Hot DQs, magnetic and metal-polluted white dwarfs: spectroscopic insights from a Gaia machine-learning-selected 500 pc sample

TL;DR

This study validates machine-learning spectral classifications of Gaia white dwarf data through follow-up spectroscopy, revealing insights into magnetic, metal-polluted, and carbon-rich white dwarfs, including rare subtypes and their origins.

Contribution

It demonstrates the high accuracy of Random Forest classifications on Gaia spectra and characterizes various white dwarf subtypes, including magnetic and carbon-rich objects, with spectroscopic confirmation.

Findings

Machine-learning classifications are >90% accurate for spectral types.

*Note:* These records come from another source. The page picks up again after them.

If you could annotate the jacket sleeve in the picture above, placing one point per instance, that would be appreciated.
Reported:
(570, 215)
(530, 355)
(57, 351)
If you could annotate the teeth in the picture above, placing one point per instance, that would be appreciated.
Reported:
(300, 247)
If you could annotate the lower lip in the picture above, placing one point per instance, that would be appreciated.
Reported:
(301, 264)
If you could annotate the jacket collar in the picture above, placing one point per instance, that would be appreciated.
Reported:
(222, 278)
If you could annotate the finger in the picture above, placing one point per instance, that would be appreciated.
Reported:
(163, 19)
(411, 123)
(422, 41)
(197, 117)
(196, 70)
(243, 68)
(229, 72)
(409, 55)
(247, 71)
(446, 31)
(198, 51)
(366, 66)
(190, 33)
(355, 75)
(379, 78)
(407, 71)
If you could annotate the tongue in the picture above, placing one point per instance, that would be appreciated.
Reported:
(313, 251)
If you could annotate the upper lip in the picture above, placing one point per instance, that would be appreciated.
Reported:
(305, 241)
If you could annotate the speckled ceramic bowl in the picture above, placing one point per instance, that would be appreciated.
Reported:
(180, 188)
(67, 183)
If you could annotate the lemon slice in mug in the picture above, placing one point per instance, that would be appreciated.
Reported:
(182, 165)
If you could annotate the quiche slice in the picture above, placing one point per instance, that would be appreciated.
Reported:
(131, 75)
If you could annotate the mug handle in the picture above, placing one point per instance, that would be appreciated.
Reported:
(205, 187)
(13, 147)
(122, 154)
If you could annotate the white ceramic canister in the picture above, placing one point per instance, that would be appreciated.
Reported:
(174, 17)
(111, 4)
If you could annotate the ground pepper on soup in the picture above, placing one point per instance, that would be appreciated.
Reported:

Most 'massive DBs' are magnetic white dwarfs and warm DQs.

Identified rare white dwarf subtypes and confirmed warm DQs as merger remnants.

Abstract

The latest Gaia data release provides low-resolution spectra for approximately 100 000 white dwarfs. Though useful for pre-classification, they lack the resolution required for accurate spectral type and parameter determination, motivating spectroscopic follow-up campaigns. In this work, we assess the reliability of machine-learning spectral classifications derived from Gaia spectra through comparison with medium-resolution spectroscopy, determine the nature of objects classified as "massive helium-rich (DB)" by automated methods, and characterise the properties of warm and hot DQ (carbon-dominated) white dwarfs, magnetic and metal-polluted objects. To do this, we observed 255 white dwarfs with the Gran Telescopio Canarias equipped with the OSIRIS instrument (R ~ 1000). Spectral types were assigned through visual inspection and compared with machine-learning classifications applied to Gaia spectra. Magnetic objects were identified via Zeeman splitting, and magnetic field strengths were estimated. We find machine-learning classifications are highly accurate (> 90% for spectral types in their training sets), despite the low resolution of Gaia spectra. We show "massive DBs" to be mostly magnetic white dwarfs and warm DQs, with only 5 of 112 observed (4.46%) confirmed as genuine DBs. Warm DQs are found along the Gaia Q branch and exhibit unusually high tangential speeds. We provide spectral classifications for 255 white dwarfs, demonstrate that Random Forest algorithms reliably classify low-resolution Gaia spectra into main spectral types, determine the nature of "massive DBs", and identify a large population of magnetic white dwarfs and carbon-rich objects. Several rare subtypes are identified, including 1 DAQ, 1 DQZA, 4 hot, 29 warm DQ stars, and 63 magnetic white dwarfs. The properties of warm DQs are consistent with previous studies, supporting their proposed origin as merger remnants.